Grazie alle nuove regole di flessibilità assunte in Ue per l’interpretazione del patto di stabilità e crescita, nuove decisioni di finanza pubblica anticipate rispetto alla tradizionale sessione di bilancio non servono – come tante volte in passato – per rimettere sotto controllo l’andamento tendenziale del deficit, ma per un altro fine. Coerente all’impostazione da sempre dichiarata dal governo: si tratta di trasmettere al mercato domestico, alle famiglie e alle imprese, segnali aggiuntivi capaci di rappresentare incentivi addizionali per rafforzare le componenti di ripresa del Pil.
Sappiamo che, da vent’anni a questa parte, l’Italia ha accumulato un’ingente mole di gap, tali da farla crescere meno dei Paesi concorrenti quando il ciclo e la domanda internazionale sono favorevoli, e da farle perdere più punti di Pil quando tira aria di recessione. E’ così, inutile recriminare per le tante responsabilità del passato, di destra e sinistra.
C’è il rischio molto forte che il copione si ripeta. Non è un caso che, nelle previsioni di crescita Ue, ora che il segno più torna davanti alle stime del Pil mensile, nel 2015 ci si attenda che solo Cipro cresca meno di noi. Sembra gran cosa che nel 2015 possano aggiungersi 150mila nuovi occupati, come stima il ministro Poletti, mentre la disastrata Spagna ne ha prodotti oltre 90mila solo a febbraio. I dati odierni rilasciati da Istat e Banca d’Italia confermano che NON siamo ancora in ripresa: a gennaio, la produzione industriale segna -0,7% come andamento congiunturale sul mese precedente e un poco rassicurante dato tendenziale (cioè di proiezione annuale) di -2,2%; i prestiti bancari ai privati su base annua si contraggono ancora del -1,8% e del -2,8% alle imprese su base annua.
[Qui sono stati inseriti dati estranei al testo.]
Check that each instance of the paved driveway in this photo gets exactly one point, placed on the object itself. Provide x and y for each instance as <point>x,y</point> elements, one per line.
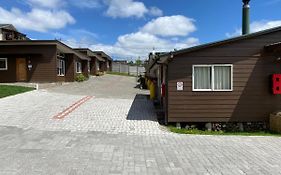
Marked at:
<point>106,126</point>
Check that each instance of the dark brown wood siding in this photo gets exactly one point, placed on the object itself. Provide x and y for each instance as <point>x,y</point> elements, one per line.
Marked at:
<point>251,98</point>
<point>42,59</point>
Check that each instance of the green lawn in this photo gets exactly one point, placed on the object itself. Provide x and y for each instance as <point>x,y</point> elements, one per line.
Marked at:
<point>201,132</point>
<point>7,90</point>
<point>119,73</point>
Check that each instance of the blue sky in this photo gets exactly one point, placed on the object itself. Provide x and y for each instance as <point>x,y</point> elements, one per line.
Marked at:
<point>132,28</point>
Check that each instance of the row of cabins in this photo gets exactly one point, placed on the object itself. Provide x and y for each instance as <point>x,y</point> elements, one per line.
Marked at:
<point>226,81</point>
<point>25,60</point>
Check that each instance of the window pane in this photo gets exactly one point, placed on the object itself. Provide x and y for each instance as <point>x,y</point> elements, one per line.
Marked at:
<point>222,77</point>
<point>202,77</point>
<point>2,64</point>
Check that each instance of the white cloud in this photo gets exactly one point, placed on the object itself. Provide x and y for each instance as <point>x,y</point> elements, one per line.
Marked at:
<point>140,43</point>
<point>130,8</point>
<point>170,26</point>
<point>136,44</point>
<point>155,11</point>
<point>46,3</point>
<point>126,8</point>
<point>257,26</point>
<point>37,19</point>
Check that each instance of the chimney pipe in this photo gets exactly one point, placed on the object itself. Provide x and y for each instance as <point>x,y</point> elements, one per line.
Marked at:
<point>246,17</point>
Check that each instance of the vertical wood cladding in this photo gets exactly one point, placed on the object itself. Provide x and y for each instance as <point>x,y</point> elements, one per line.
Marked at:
<point>251,98</point>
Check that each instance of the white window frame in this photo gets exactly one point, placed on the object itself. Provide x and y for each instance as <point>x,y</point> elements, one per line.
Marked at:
<point>6,64</point>
<point>212,77</point>
<point>80,66</point>
<point>61,65</point>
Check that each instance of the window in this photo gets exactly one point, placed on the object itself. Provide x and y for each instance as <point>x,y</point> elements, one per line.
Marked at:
<point>97,66</point>
<point>89,66</point>
<point>216,77</point>
<point>60,67</point>
<point>3,64</point>
<point>78,67</point>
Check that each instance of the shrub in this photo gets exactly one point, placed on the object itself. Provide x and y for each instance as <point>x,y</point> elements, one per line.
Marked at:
<point>80,78</point>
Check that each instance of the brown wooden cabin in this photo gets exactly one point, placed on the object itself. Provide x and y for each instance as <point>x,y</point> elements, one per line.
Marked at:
<point>105,66</point>
<point>96,61</point>
<point>40,61</point>
<point>225,81</point>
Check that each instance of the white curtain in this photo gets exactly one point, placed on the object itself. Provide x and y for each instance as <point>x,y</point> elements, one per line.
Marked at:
<point>222,77</point>
<point>202,77</point>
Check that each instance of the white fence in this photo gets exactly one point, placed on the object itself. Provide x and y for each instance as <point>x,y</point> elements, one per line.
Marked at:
<point>131,70</point>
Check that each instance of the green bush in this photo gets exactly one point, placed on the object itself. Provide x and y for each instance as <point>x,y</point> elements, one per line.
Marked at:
<point>80,78</point>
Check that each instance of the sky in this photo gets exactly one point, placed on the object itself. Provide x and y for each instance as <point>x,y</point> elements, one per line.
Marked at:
<point>130,29</point>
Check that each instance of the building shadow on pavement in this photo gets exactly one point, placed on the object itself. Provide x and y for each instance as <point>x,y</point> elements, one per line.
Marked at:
<point>142,109</point>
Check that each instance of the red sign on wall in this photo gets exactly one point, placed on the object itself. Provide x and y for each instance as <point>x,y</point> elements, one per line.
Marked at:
<point>276,80</point>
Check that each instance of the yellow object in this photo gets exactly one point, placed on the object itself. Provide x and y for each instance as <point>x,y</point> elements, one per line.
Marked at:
<point>152,91</point>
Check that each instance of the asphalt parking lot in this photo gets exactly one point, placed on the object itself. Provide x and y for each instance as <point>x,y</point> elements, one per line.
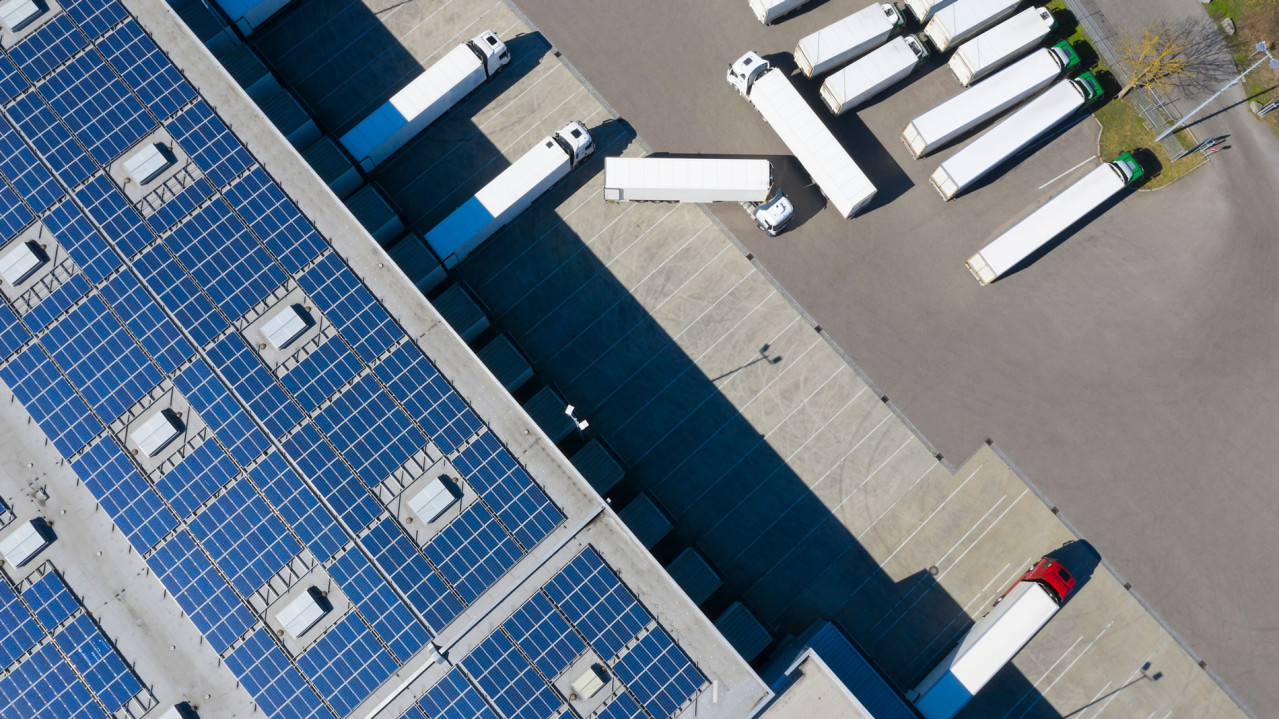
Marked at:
<point>803,489</point>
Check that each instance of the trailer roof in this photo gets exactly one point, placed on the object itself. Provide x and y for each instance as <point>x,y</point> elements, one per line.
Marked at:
<point>843,183</point>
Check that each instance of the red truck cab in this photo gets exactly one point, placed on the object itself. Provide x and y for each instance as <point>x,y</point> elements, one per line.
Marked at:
<point>1050,575</point>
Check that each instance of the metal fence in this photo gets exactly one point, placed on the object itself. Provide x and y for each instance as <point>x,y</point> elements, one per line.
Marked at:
<point>1155,110</point>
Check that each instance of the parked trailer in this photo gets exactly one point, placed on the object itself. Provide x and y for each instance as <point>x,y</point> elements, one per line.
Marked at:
<point>509,193</point>
<point>925,9</point>
<point>843,183</point>
<point>1014,133</point>
<point>963,19</point>
<point>848,39</point>
<point>988,99</point>
<point>1000,45</point>
<point>1054,218</point>
<point>700,179</point>
<point>872,74</point>
<point>771,10</point>
<point>994,640</point>
<point>422,101</point>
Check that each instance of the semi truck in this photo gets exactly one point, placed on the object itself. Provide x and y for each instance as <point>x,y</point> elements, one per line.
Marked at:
<point>963,19</point>
<point>847,40</point>
<point>1000,45</point>
<point>994,640</point>
<point>700,179</point>
<point>771,10</point>
<point>925,9</point>
<point>1055,216</point>
<point>835,174</point>
<point>988,99</point>
<point>872,74</point>
<point>509,193</point>
<point>1014,133</point>
<point>422,101</point>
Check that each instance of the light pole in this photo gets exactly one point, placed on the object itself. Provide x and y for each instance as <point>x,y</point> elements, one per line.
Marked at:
<point>1261,47</point>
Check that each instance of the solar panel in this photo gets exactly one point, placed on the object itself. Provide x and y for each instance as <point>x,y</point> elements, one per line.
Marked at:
<point>246,541</point>
<point>216,407</point>
<point>160,86</point>
<point>82,242</point>
<point>196,479</point>
<point>97,663</point>
<point>348,303</point>
<point>224,260</point>
<point>96,106</point>
<point>389,618</point>
<point>18,630</point>
<point>275,220</point>
<point>157,335</point>
<point>347,664</point>
<point>28,177</point>
<point>201,592</point>
<point>179,294</point>
<point>659,673</point>
<point>62,415</point>
<point>256,387</point>
<point>321,374</point>
<point>298,505</point>
<point>53,141</point>
<point>522,507</point>
<point>331,479</point>
<point>372,434</point>
<point>409,572</point>
<point>118,486</point>
<point>453,697</point>
<point>273,681</point>
<point>472,552</point>
<point>544,636</point>
<point>509,679</point>
<point>100,360</point>
<point>58,302</point>
<point>597,604</point>
<point>50,600</point>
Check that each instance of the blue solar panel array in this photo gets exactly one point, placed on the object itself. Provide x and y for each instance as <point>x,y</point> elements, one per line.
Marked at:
<point>283,466</point>
<point>55,663</point>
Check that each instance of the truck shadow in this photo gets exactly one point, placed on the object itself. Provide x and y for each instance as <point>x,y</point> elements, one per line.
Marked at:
<point>775,544</point>
<point>858,141</point>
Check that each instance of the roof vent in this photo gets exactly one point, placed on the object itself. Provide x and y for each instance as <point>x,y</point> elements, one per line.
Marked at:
<point>146,164</point>
<point>156,433</point>
<point>287,326</point>
<point>305,612</point>
<point>434,500</point>
<point>18,14</point>
<point>590,682</point>
<point>21,262</point>
<point>24,543</point>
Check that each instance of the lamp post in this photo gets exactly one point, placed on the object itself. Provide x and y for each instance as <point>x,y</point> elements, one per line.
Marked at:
<point>1261,47</point>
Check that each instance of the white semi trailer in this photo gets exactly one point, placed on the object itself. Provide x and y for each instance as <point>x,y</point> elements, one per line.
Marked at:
<point>1013,134</point>
<point>994,640</point>
<point>422,101</point>
<point>509,193</point>
<point>1054,218</point>
<point>837,175</point>
<point>848,39</point>
<point>963,19</point>
<point>872,74</point>
<point>925,9</point>
<point>771,10</point>
<point>700,179</point>
<point>1000,45</point>
<point>988,99</point>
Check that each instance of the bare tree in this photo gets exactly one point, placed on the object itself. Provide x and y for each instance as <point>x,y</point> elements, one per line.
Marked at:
<point>1183,55</point>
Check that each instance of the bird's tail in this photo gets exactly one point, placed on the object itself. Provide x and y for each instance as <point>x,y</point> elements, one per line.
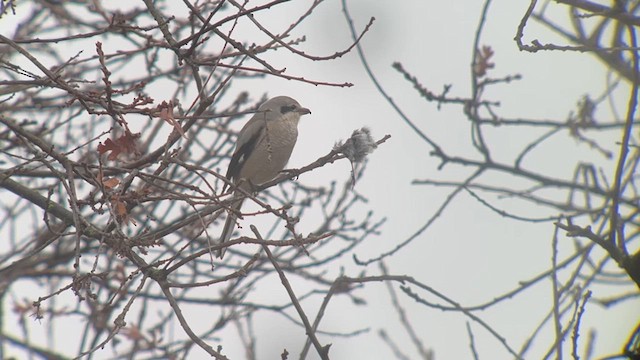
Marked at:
<point>229,225</point>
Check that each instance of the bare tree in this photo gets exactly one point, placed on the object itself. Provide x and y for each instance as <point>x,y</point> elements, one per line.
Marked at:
<point>126,220</point>
<point>111,197</point>
<point>596,207</point>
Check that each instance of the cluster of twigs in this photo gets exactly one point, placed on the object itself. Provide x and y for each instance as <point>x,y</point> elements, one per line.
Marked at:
<point>112,194</point>
<point>604,202</point>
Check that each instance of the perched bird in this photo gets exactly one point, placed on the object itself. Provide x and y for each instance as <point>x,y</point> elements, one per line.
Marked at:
<point>262,150</point>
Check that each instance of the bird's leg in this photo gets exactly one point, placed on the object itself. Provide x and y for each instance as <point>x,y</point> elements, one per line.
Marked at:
<point>291,172</point>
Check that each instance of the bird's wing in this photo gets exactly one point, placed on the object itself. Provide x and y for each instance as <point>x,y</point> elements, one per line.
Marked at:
<point>250,136</point>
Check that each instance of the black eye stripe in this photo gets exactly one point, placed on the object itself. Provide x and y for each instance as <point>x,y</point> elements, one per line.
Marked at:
<point>287,108</point>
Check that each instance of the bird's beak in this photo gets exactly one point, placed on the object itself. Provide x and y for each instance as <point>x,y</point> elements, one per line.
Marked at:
<point>303,111</point>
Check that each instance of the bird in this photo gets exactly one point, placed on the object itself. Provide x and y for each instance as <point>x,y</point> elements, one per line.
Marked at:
<point>262,150</point>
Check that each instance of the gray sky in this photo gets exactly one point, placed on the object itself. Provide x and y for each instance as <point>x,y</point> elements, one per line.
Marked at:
<point>470,254</point>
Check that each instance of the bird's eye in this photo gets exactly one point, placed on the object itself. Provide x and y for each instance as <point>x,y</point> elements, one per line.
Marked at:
<point>287,108</point>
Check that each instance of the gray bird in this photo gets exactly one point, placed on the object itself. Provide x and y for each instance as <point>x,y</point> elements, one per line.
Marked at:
<point>262,150</point>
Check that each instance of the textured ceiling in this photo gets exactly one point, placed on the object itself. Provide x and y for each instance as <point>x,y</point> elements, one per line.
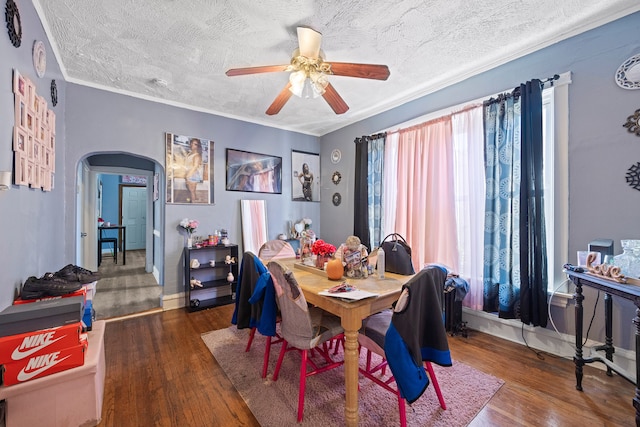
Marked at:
<point>128,45</point>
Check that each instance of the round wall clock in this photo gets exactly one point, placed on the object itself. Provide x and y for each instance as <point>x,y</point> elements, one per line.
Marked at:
<point>336,178</point>
<point>336,155</point>
<point>628,74</point>
<point>54,93</point>
<point>14,26</point>
<point>39,58</point>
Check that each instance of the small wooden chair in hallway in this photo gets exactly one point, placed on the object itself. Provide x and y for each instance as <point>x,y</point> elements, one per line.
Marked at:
<point>113,241</point>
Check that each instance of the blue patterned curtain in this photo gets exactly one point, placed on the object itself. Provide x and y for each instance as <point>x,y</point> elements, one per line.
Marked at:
<point>375,188</point>
<point>502,219</point>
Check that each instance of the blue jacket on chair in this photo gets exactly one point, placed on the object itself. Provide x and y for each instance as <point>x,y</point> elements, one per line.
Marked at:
<point>417,332</point>
<point>255,297</point>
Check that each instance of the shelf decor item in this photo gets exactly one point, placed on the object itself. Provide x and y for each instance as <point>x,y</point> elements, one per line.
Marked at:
<point>190,225</point>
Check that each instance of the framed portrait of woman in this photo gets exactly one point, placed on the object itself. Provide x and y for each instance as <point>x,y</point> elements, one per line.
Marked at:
<point>253,172</point>
<point>305,176</point>
<point>189,167</point>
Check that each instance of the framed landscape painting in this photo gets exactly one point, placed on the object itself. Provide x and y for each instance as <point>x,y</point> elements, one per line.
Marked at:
<point>253,172</point>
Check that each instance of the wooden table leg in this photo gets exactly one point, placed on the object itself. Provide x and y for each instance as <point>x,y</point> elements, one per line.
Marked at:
<point>351,325</point>
<point>578,359</point>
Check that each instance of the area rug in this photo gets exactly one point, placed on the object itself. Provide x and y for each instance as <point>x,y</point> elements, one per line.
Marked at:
<point>274,403</point>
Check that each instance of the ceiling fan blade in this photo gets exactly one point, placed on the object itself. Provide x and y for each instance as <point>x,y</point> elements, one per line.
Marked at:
<point>309,42</point>
<point>280,100</point>
<point>364,71</point>
<point>255,70</point>
<point>334,100</point>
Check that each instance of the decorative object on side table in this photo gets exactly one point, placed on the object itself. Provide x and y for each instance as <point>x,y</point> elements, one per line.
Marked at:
<point>190,226</point>
<point>323,251</point>
<point>633,123</point>
<point>354,258</point>
<point>14,25</point>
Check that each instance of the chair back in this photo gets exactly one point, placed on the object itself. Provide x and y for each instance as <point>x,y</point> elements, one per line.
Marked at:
<point>276,249</point>
<point>296,325</point>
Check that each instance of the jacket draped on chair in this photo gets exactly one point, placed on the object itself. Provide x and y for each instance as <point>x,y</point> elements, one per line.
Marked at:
<point>417,332</point>
<point>256,305</point>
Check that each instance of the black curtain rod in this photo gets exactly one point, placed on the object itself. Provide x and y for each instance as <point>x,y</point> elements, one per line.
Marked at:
<point>367,138</point>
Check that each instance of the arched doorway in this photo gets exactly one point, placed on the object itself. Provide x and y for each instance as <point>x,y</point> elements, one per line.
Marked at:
<point>102,179</point>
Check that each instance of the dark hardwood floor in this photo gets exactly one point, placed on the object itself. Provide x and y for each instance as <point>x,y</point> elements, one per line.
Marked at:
<point>159,373</point>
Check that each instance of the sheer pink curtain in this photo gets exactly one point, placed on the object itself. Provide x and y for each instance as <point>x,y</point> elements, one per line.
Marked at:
<point>469,190</point>
<point>424,199</point>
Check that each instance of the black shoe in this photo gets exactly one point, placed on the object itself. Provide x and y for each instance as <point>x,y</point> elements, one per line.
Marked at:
<point>47,286</point>
<point>73,273</point>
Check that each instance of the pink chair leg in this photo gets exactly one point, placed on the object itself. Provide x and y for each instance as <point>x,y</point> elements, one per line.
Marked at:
<point>403,411</point>
<point>436,386</point>
<point>251,334</point>
<point>303,385</point>
<point>265,364</point>
<point>283,350</point>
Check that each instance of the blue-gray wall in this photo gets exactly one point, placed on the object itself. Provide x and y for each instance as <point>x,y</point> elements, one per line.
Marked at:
<point>32,237</point>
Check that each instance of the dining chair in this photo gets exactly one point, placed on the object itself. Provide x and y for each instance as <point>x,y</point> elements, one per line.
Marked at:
<point>409,339</point>
<point>303,328</point>
<point>256,306</point>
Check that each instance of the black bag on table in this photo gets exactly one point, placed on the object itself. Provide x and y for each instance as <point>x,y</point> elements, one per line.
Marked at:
<point>397,255</point>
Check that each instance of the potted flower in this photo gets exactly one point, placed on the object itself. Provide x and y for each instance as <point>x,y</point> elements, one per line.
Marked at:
<point>190,225</point>
<point>323,251</point>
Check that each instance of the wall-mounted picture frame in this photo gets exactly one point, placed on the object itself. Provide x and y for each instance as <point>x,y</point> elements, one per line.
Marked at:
<point>189,166</point>
<point>253,172</point>
<point>19,140</point>
<point>305,176</point>
<point>21,171</point>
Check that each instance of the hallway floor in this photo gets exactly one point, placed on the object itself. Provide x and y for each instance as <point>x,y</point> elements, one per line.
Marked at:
<point>125,289</point>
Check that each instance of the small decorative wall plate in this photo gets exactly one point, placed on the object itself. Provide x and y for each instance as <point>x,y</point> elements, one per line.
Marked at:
<point>633,176</point>
<point>336,155</point>
<point>336,178</point>
<point>54,93</point>
<point>39,58</point>
<point>628,74</point>
<point>14,26</point>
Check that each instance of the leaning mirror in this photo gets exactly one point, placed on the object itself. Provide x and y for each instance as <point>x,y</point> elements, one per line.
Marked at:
<point>254,224</point>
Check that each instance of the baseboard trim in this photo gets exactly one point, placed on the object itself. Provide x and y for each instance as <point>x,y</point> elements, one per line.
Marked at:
<point>547,340</point>
<point>173,301</point>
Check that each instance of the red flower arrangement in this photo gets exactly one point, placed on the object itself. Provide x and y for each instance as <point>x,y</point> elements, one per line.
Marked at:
<point>320,247</point>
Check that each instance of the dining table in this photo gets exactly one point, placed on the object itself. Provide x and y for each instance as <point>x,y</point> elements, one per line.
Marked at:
<point>313,280</point>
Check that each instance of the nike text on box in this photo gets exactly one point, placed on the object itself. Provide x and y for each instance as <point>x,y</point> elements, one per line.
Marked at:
<point>44,364</point>
<point>80,292</point>
<point>14,348</point>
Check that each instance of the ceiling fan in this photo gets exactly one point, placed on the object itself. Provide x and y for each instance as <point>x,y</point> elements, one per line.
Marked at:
<point>309,73</point>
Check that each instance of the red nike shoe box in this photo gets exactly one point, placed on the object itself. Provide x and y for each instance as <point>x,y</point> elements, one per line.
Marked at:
<point>44,364</point>
<point>14,348</point>
<point>80,292</point>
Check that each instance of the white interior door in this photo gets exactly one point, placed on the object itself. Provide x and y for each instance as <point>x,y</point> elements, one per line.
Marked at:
<point>134,216</point>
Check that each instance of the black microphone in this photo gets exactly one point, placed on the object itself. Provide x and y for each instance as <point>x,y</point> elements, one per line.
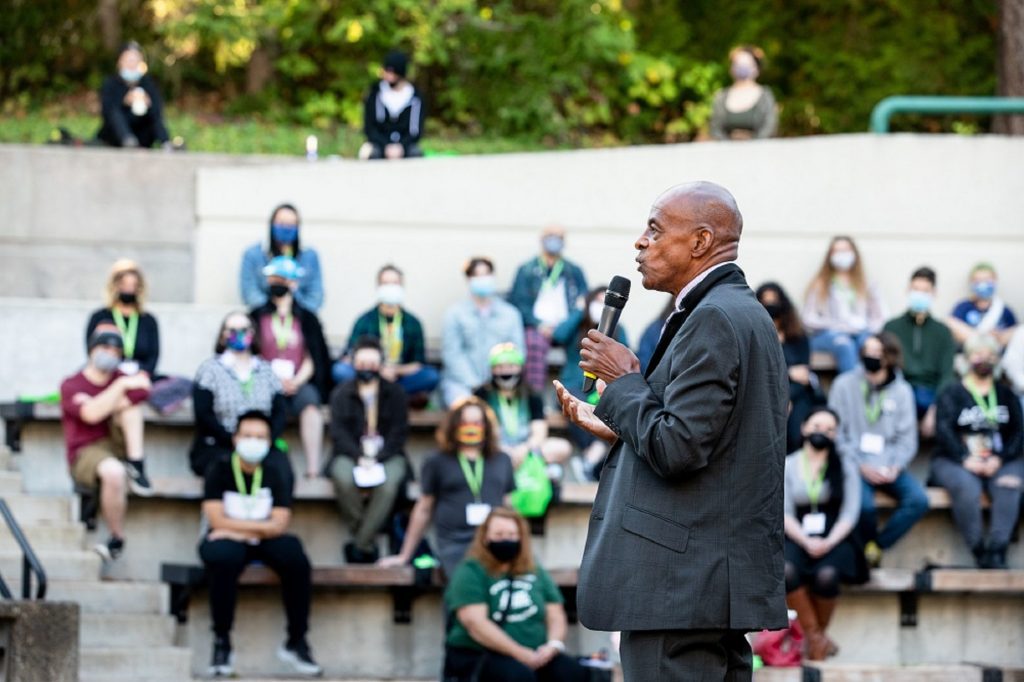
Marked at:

Per “spingere” la ripresa, il governo ha puntato sulle riforme: il Jobs Act, la giustizia civile, e ora dovrebbero arrivare quella della scuola e quella della PA. Ma l’effetto di crescita addizionale delle riforme di struttura, a prescindere dal giudizio su ciascuna di esse, si determina nel medio-lungo periodo, dopo che la loro complessa attuazione entrerà a regime.
Per gli effetti di traino a breve, il governo ha puntato nel 2014-2015 sostanzialmente su due scelte prioritarie: il bonus 80 euro, e gli effetti da oggi sull’occupazione del nuovo contratto a tutele crescenti, abbinato al bonus fino a 8mila euro per gli assunti a tempo indeterminato (per tutti gli assunti, anche quelli sostitutivi, senza concentrarli su quelli aggiuntivi rispetto agli organici 2014, cosa che avrebbe avuto un effetto-traino assai maggiore).
A ciò si aggiungono molto più potenti fattori esogeni: il QE della BCE iniziato sui mercati al ritmo di 60 miliardi al mese, il deprezzamento dell’euro sul dollaro, il prezzo del petrolio oggi intorno a poco più di 50 dollari al barile, rispetto ai 114 del giugno scorso.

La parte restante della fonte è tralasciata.